Microwaves can be found between infra-red waves and radio waves on the electromagnetic spectrum. When microwaves were first discovered, they were used within radar systems – before their other use was discovered by accident. The fact that microwaves can heat food was accidentally found out in 1945 by an engineer.
He found that when he stood by a device which produces these microwaves (called a magnetron) a candy bar inside his pocket began to melt. He then realized that it was the magnetron caused this change, and began to experiment with other foods.
So how does it work?
We all know that humans are made up of 80% water – well, this is also very similar to foods. Items of food are largely made up of water molecules, and the presence of microwaves excites these molecules to the point where they violently vibrate. As these molecules begin to vibrate and move, they crash against each other and rub together to create heat energy.

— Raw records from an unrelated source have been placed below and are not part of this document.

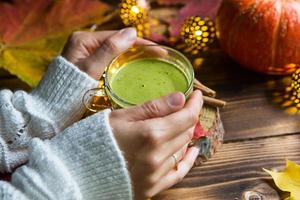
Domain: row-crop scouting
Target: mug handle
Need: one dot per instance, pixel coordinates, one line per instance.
(96, 100)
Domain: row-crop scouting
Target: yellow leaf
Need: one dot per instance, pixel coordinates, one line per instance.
(32, 32)
(288, 180)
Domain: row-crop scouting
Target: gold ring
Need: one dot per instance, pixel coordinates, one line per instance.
(176, 162)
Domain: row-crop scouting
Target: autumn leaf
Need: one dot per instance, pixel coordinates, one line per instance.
(32, 32)
(288, 180)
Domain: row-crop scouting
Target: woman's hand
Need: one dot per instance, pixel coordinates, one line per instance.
(150, 134)
(93, 51)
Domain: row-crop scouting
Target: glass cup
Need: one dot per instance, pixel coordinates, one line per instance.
(104, 97)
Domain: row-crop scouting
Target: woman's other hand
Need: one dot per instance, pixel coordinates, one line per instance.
(93, 51)
(149, 135)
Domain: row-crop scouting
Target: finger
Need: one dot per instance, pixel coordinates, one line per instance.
(156, 108)
(169, 164)
(166, 150)
(176, 176)
(110, 48)
(153, 49)
(170, 126)
(141, 41)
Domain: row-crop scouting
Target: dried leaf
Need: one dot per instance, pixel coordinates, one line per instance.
(32, 32)
(288, 180)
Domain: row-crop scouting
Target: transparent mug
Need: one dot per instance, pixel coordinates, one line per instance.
(104, 97)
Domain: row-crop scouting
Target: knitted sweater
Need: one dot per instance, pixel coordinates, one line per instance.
(82, 161)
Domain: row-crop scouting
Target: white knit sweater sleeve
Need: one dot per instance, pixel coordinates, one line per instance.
(52, 106)
(84, 162)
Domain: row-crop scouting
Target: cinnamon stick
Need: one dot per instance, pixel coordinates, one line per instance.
(204, 89)
(214, 102)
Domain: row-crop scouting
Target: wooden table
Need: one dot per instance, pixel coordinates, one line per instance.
(258, 134)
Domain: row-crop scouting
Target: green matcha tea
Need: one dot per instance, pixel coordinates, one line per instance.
(145, 79)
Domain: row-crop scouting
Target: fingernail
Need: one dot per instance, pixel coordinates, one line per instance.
(175, 99)
(129, 33)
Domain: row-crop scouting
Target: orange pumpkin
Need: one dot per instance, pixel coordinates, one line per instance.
(262, 35)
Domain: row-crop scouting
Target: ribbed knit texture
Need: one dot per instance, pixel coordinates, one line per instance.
(84, 162)
(47, 110)
(81, 162)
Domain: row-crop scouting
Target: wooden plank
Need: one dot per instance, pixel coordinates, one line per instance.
(250, 112)
(236, 170)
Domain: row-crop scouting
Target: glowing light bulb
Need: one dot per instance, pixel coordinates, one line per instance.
(135, 9)
(198, 33)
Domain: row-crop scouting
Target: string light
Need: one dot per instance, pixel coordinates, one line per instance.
(198, 33)
(133, 14)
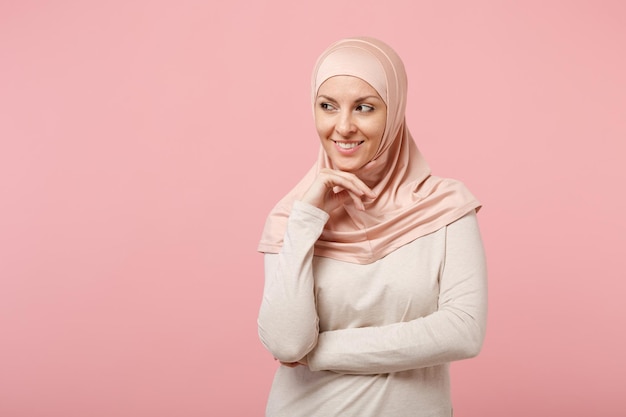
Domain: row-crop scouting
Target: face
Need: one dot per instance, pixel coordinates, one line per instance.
(350, 119)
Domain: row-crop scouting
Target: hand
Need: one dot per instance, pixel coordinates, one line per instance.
(301, 362)
(322, 193)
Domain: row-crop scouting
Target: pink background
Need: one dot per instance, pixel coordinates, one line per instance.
(143, 143)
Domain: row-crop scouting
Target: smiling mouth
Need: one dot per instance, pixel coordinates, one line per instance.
(348, 145)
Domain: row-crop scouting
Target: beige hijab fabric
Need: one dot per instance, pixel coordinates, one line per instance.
(411, 202)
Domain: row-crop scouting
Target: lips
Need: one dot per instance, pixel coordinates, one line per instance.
(348, 146)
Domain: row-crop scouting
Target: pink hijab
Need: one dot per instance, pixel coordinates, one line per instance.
(411, 203)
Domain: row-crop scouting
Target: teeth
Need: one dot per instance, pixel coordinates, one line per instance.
(348, 145)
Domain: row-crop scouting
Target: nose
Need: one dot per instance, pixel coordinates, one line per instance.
(345, 124)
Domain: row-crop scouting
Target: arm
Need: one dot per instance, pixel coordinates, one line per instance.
(288, 321)
(455, 331)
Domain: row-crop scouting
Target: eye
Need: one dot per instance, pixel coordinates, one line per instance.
(364, 108)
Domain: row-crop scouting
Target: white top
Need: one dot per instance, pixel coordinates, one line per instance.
(377, 338)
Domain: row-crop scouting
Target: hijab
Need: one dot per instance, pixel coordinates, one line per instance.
(410, 202)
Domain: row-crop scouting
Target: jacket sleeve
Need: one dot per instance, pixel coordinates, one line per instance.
(288, 321)
(455, 331)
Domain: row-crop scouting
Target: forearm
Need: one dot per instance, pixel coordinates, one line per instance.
(455, 331)
(288, 321)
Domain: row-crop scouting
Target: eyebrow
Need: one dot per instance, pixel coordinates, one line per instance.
(323, 96)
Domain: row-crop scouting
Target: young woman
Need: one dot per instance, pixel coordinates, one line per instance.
(375, 275)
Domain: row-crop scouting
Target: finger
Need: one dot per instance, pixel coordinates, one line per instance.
(349, 182)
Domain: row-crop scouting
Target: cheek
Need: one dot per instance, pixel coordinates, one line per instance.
(322, 126)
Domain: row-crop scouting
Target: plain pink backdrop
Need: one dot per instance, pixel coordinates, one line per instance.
(143, 143)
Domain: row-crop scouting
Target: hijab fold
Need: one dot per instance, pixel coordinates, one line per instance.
(411, 202)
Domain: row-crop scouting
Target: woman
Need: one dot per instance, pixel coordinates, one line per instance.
(374, 269)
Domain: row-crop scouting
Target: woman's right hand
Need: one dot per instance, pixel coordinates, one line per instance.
(321, 193)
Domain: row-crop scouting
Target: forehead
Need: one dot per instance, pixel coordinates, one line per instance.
(356, 62)
(347, 86)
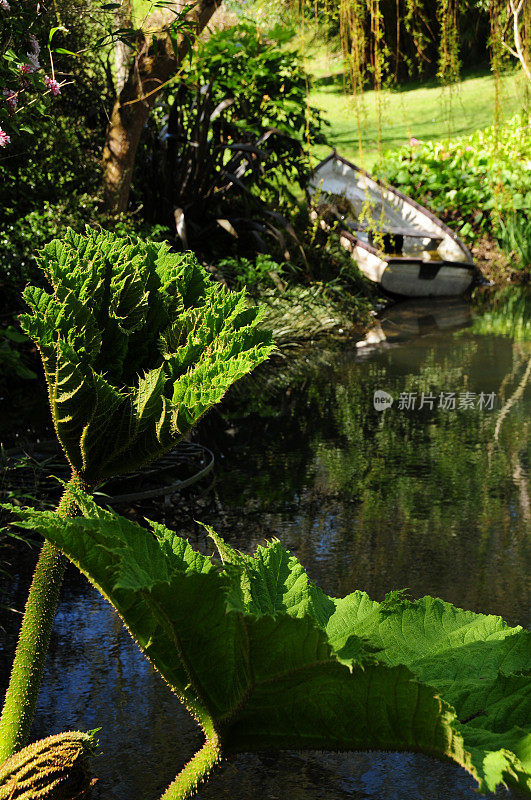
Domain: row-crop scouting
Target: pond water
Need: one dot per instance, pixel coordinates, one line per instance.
(433, 498)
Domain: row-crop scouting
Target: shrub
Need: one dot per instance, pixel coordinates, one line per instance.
(470, 182)
(225, 153)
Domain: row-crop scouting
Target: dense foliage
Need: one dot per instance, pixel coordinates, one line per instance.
(475, 182)
(227, 150)
(296, 668)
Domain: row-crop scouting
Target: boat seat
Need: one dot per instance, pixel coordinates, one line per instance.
(434, 238)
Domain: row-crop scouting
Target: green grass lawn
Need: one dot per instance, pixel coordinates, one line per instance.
(424, 111)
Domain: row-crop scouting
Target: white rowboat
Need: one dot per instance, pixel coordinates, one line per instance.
(395, 241)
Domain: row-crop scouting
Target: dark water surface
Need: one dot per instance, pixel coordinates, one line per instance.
(429, 498)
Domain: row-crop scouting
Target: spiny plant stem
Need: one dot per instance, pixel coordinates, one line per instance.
(197, 770)
(34, 638)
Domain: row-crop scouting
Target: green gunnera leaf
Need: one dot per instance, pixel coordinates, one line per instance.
(264, 659)
(137, 344)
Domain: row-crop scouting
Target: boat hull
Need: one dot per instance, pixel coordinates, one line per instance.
(416, 279)
(427, 259)
(411, 277)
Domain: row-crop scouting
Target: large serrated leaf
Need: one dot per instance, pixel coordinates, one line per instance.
(267, 660)
(120, 309)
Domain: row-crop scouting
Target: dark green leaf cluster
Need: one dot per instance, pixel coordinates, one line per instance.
(264, 659)
(137, 344)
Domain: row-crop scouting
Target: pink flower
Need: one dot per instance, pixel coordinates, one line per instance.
(11, 99)
(33, 59)
(52, 85)
(35, 46)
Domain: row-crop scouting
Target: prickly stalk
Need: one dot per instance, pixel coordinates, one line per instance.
(34, 638)
(55, 768)
(195, 771)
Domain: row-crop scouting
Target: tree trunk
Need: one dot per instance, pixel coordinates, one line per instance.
(155, 62)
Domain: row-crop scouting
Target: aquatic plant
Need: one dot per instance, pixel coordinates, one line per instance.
(263, 659)
(137, 345)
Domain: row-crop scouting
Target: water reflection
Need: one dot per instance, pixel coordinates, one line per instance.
(436, 500)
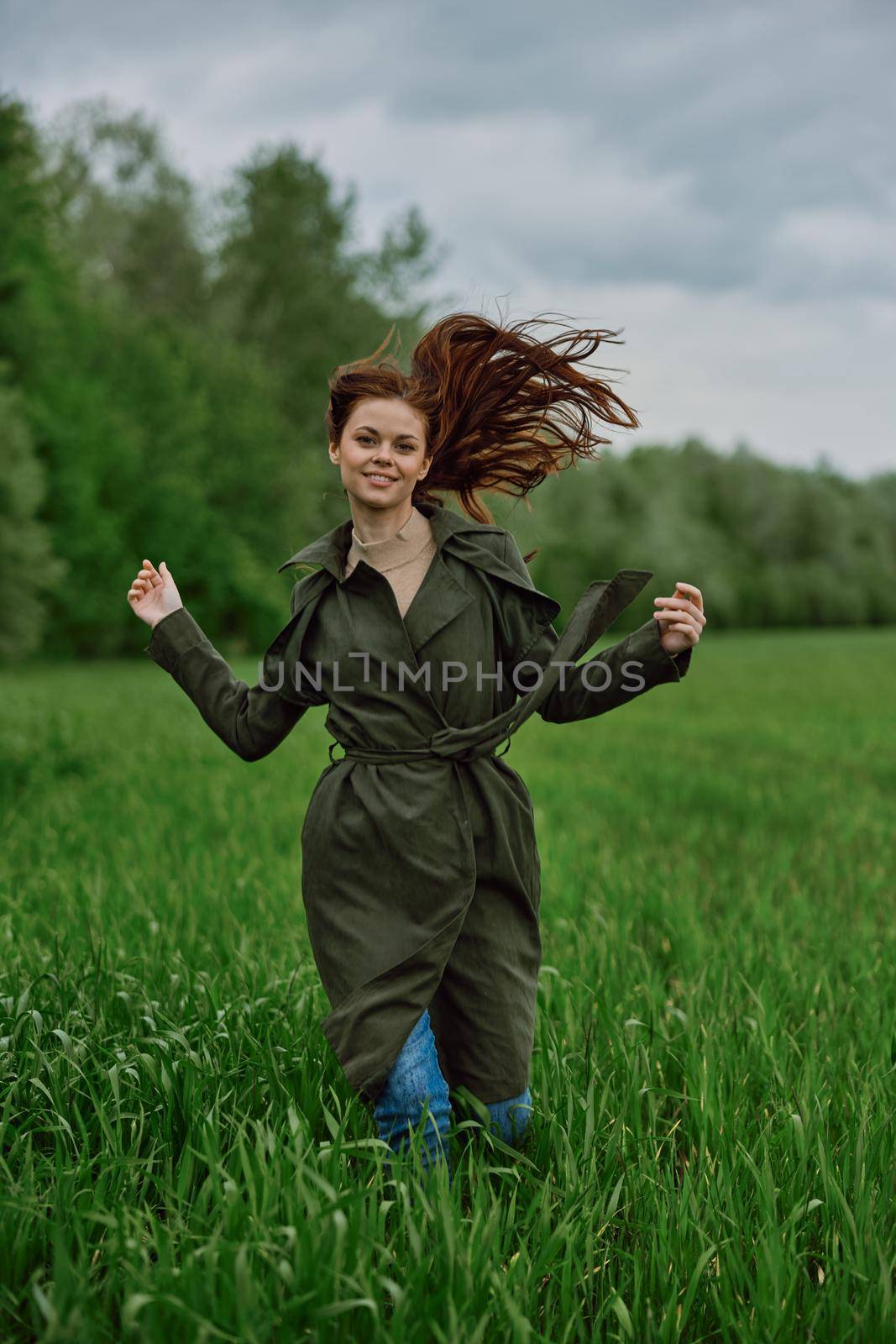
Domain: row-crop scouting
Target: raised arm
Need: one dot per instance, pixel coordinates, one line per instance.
(604, 682)
(251, 721)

This heat is what cooks the food. Because a conventional oven uses heat as the main energy source, it takes longer for the molecules to vibrate, meaning the food takes longer to cook. In a microwave, however, the molecules are forced to vibrate and create as much heat as possible in a short space of time, meaning food cooks quicker.

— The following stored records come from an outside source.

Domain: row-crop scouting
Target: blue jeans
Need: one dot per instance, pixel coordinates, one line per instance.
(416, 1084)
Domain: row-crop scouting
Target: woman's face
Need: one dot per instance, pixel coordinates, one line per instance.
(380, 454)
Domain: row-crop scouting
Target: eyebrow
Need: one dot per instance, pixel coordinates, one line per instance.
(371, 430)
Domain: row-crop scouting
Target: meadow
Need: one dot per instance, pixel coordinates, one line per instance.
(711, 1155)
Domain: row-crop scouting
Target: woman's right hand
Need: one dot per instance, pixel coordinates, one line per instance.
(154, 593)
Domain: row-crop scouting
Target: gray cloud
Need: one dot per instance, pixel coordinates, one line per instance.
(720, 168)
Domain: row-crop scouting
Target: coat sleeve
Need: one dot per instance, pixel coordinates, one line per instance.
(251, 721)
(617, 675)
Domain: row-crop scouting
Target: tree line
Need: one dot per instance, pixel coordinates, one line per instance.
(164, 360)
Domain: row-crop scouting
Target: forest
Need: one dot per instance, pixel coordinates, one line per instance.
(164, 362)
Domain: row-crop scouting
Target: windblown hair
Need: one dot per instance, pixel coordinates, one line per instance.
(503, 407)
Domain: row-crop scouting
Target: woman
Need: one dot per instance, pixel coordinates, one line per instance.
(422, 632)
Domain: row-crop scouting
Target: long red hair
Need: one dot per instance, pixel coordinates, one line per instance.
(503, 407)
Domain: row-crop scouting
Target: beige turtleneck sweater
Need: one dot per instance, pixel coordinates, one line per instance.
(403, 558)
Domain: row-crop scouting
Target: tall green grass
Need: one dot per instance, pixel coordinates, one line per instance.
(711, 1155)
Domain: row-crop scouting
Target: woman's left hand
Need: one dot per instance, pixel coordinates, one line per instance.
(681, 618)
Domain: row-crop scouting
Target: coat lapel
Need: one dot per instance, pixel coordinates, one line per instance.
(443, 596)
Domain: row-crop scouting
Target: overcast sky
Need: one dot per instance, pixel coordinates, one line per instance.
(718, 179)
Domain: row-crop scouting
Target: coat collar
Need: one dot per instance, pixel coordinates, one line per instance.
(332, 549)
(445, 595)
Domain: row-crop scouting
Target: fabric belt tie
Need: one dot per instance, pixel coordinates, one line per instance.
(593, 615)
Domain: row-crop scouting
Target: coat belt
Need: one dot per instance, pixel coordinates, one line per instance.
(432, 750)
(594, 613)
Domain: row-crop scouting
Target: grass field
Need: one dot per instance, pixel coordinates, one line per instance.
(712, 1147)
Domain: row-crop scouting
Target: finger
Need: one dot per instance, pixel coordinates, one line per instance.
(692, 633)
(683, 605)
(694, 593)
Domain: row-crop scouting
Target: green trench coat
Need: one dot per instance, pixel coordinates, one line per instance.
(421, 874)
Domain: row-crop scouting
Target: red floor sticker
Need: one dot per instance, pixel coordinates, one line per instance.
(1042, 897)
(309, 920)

How do these microwaves stay inside the microwave oven?
All electromagnetic waves have a different frequency, meaning they are different sizes, and they can just pass through certain materials without harming them or cooking them. If you notice, you can cook your food on plastic, ceramics and glass in your microwave oven and they won’t get too hot.
This is because these waves simply pass through these, but not the food. However, metals reflect microwaves and would cause intense heat if they were put in the microwave oven – and would quickly start a fire!
Since the discovery of the magnetron in cooking food, every single microwave oven in existence comes with it’s own magnetron in it. This magnetron ensures that the electrons are fired off in every direction in the microwave oven so the food cooks evenly.